Yazıya başlamadan evvel sofilik hakkında kısa bir özet yapacağım.
Zaman-ı saadette başlayarak İslamiyet’te zöhdî mahiyette bir cereyan başlamıştır. Hatta birtakım zahitler yetişmişti. İslamiyet’in ilk devrelerinde tasavvuf cereyanının mübeşşiri addedilebilecek hiçbir hadiseye tesadüf edilemediği gibi sofîlerin sırf indî bir surette iddia ettikleri veçhile, taraf-ı peygamberin (Ebû Bekir) ile (Ali'ye) birtakım teminatta bulunarak bu suretle sofilik cereyanının esasını vazettiği hakkında da tarihî hiçbir delil mevcut değildir.
Eldeki tarihî menbalara nazaran, ilk sofî namı alan Suriye’deki Kûfeli Ebû Haşim'dir. Sofilik, İslamiyet’te yeni bir çığır açarak bu cereyanı teşvik etmeleri daha doğru bir nazarla, bu cereyana kapılmaları İslam âleminin her tarafında yüzlerce şıh ve derviş yetiştirerek içtimai bir zümre meydana getirmiştir. Dördüncü asırda başlayarak altıncı asra kadar İslam âleminde tarikatları çoğalmış, medreselere taban tabana zıt bir zümre meydana gelmiştir. Şıhlar siyasi ve içtimai alanda devlet işlerinde nüfuz sahibi olmaları edebiyatta şiir ve musikide çok ileri giderek İslam edebiyat tarihinde büyük yer işgal etmeleri doğu sahada İbn Sînâ gibi geniş düşünceli filozoflar, Beyazıd-ı Bestâmî, Muhyiddin-i Arabî, Mevlânâ gibi bilginler, İbn Haldun, Şıh Bedreddin gibi içtihat yapıcılar bu sofîler arasında ve tekkelerde yetişmişlerdir.

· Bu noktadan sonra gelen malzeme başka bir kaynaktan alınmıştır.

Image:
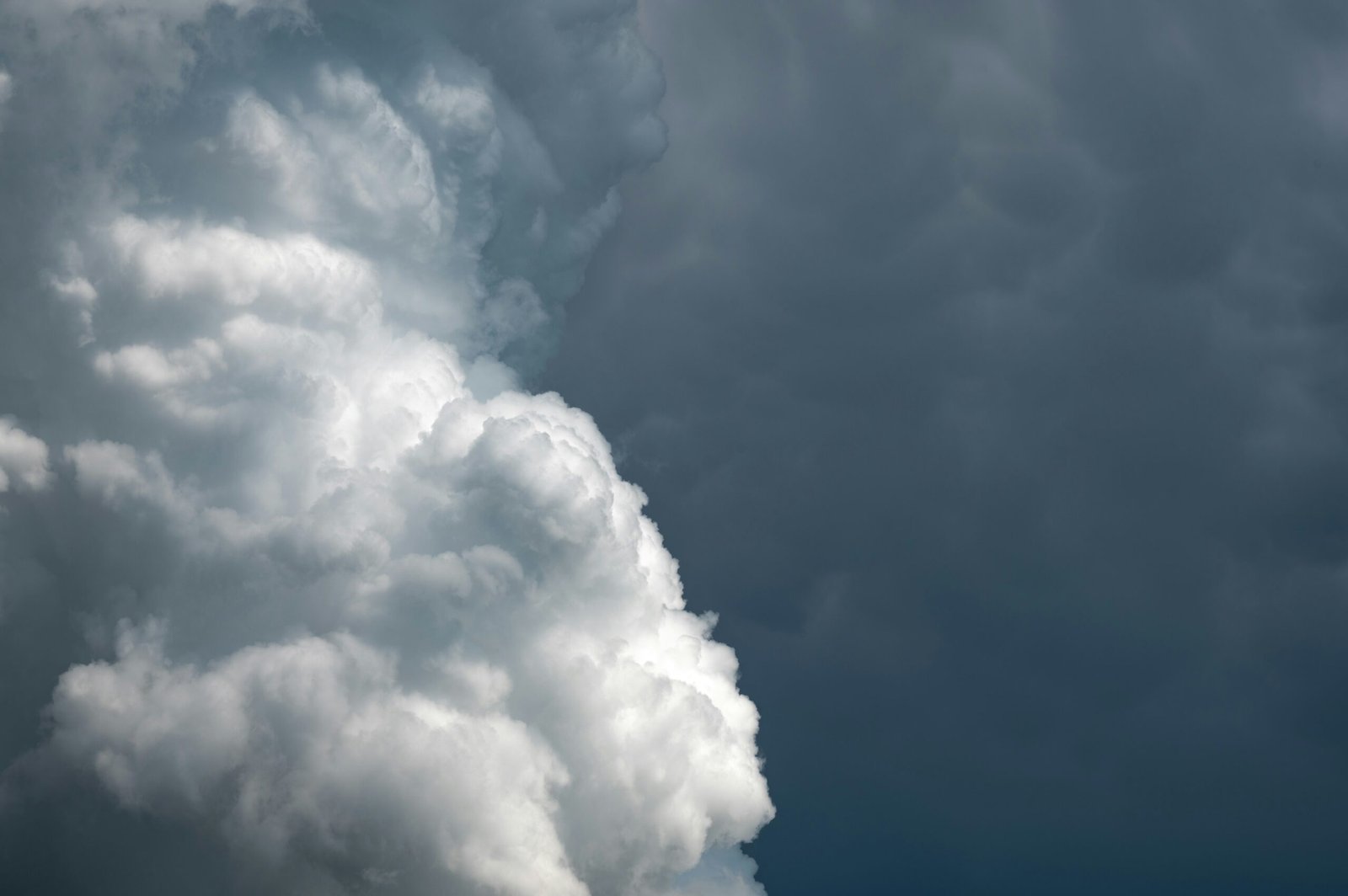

Medreseler (ehl-i gal ve zâhir), tekkeler (ehl-i hal ve ehl-i batın) melâmetiyle zümresine mensup olan Horasan Sofîleri: şiiri, raksı, musikiyi geniş mikyasta tekâmül ettirerek İslam âleminde mühim yer işgal etmişlerdir.
Selçuki şahanesi miladî on üçüncü asırda Anadolu’da Arapça, Farsça olmakla beraber oldukça kuvvetli bir ilim ve sanat hareketi mevcut olduğunu kuvvetli şahsiyetler yetiştiğini isbata kafîdir.
Bilhassa siyasî ve içtimaî buhranları doğurduğu, ruhî buhranlarda sofîlerin ve şıhların halk sınıfları arasındaki tesirleri büyük ve ölçüsüz olmuştur. İşte Şah Veli de Antep şehri etrafında ün salan eserleri bazıları zamanımıza kadar gelen sofilerdendir.
Şah Veli
Tarikatı Halvetiye meşâyihinden bir zattı, Anteplidir. Antep’te doğmuş ve Antep’te ölmüştür. Anadolu ve Arabistan’da birçok yerler dolaşmış; Türkçe, Arapça, Farsça eserler yazmıştır. Şimdi Şahveli Mahallesi'nde eski dergâhının yeri, akrabaları tarafından cami yaptırılmıştır. (Fehmi Eren merhum)
Doğum ve ölüm tarihi malum olmamakla beraber, 1141 tarihi sıralarında yaşadığı divanındaki tarihten anlaşılmaktadır. Her ne kadar Osmanlı nâm eserin doksan yedinci sayfasında Kevâkip Mukaddemesi'nde 957'de Şıh Yakub Efendi’ye intisap ettiği yazılmakta ise de bu bir eseri zühuldür.
Şıh Yakub Efendi, 1137 Üsküdar’da Valide ve Şehzade camilerinde ders verdiği İstanbul’da 1149'da vefat ettiği Karacaahmet Mezarlığı'na defin edildiği bilinmektedir.
Eserlerinden bazıları Ayasofya Kütüphanesinde mevcuttur. Divanından bir parça:
Yukardaki Yazının Türkçesi:
Gör, şehrimizin bade-i meyhanesi çoktur,
Nazendesi azdır, dil-i mestanesi çoktur,
Biz milleti irfanı da çok yoklamışızdır,
Akıl bulunursa hele divanesi çoktur.
Görsen ne tasannîler eder aşık-ı zara,
O tıfla göre vaz-ı garibanesi çoktur.
Halvetinde çek zevk, bana başka safadır.
Meyleylemem ol bezmeki, biyganesi çoktur.
Valiye düşer mi dahi eşhas ile ülfet
Pir oldu yine vade-i tıflanesi çoktur.